The IRS responded the 30 million destroyed returns were only 1 percent of the total information returns filed, and they were destroyed due to a software limitation and to make room for 2021 tax filing season documents. The IRS also claims “[t]here were no negative taxpayer consequences as a result of this action,” and taxpayers will not be subject to penalties resulting from the IRS’s actions. Perhaps there were no negative consequences for those whose documents were destroyed, and maybe even some benefit if they underreported income. However, as one CPA described it, it is a “slap in the face to taxpayers who properly filed their information returns electronically.”

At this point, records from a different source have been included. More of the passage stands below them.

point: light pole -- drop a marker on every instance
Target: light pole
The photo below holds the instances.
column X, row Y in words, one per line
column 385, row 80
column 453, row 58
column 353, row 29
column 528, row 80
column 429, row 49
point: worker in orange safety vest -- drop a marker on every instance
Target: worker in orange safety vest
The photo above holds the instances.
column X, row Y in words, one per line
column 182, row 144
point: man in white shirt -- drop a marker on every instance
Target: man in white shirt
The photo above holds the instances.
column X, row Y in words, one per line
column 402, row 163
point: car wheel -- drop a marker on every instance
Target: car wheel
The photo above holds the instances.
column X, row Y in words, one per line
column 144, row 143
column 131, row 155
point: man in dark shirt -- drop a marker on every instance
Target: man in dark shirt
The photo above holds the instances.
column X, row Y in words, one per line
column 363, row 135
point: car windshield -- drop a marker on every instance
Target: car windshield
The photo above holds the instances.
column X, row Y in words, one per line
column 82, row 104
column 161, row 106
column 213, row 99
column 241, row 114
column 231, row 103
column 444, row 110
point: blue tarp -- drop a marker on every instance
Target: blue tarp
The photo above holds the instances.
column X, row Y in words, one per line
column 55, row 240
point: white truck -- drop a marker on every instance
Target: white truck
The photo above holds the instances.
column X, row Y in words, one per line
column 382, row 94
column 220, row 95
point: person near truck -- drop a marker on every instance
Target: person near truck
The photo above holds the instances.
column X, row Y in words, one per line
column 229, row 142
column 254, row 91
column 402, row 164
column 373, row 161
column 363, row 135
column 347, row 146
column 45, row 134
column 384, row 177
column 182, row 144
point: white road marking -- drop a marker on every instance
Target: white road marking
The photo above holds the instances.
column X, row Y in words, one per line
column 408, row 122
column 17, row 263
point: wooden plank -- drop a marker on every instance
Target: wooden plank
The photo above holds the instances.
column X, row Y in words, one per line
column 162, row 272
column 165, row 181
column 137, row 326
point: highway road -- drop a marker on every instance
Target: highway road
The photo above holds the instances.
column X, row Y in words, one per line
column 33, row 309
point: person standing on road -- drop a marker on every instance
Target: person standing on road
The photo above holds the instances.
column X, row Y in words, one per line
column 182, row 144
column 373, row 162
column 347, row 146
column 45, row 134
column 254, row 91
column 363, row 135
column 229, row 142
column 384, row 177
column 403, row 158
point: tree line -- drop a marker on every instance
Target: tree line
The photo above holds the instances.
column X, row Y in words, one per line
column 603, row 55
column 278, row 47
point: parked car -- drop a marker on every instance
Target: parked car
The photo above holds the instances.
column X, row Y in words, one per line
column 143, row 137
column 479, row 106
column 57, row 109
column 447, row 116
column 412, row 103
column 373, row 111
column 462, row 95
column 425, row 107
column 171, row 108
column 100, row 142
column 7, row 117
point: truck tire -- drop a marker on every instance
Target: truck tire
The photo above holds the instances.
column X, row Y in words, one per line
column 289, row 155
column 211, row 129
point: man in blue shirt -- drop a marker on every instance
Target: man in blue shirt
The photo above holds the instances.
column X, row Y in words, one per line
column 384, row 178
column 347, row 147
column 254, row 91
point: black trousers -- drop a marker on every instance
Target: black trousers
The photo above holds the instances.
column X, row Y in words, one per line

Despite multiple public hearings discussing the IRS’s backlog problems, the IRS never mentioned its decision to destroy 30 million information returns. This destruction has rightly sparked many questions: “How can the agency ask taxpayers to meet their filing obligations for information returns when it cavalierly destroys duly filed documents?” asked Nina Olson, former National Taxpayer Advocate.
In the letter signed by all Senate Finance Committee Republicans, we wrote, “The information disclosed in the May 4 TIGTA report has surprised many in Congress and in the tax community. The destruction of documents ensuring taxpayers did not underreport income or inflate a deduction is concerning. It also raises questions about the IRS’s ability to administer the tax code and ensure compliance.” We included an alarming point made in a Tax Notes article that noted during the period the IRS was destroying 30 million information returns and while the COVID pandemic harmed millions of Americans, “[the IRS] was imposing penalties for failing to file timely and accurate information returns, which, for all anyone knows may have been among the documents destroyed.” Additionally, we asked the IRS to clarify the potential damage to tax administration this destruction will cause, as well as who made the decision, how the IRS will address the consequences this decision will have for taxpayers, and the potential harm to tax revenues.
The IRS seems to be saying that if it cannot get through its backlog, it can just destroy part of the paperwork causing the backlog. And, somehow these tax documents are not that important (yet they are important enough to assess penalties if not accurately or timely filed). I will continue to press for answers.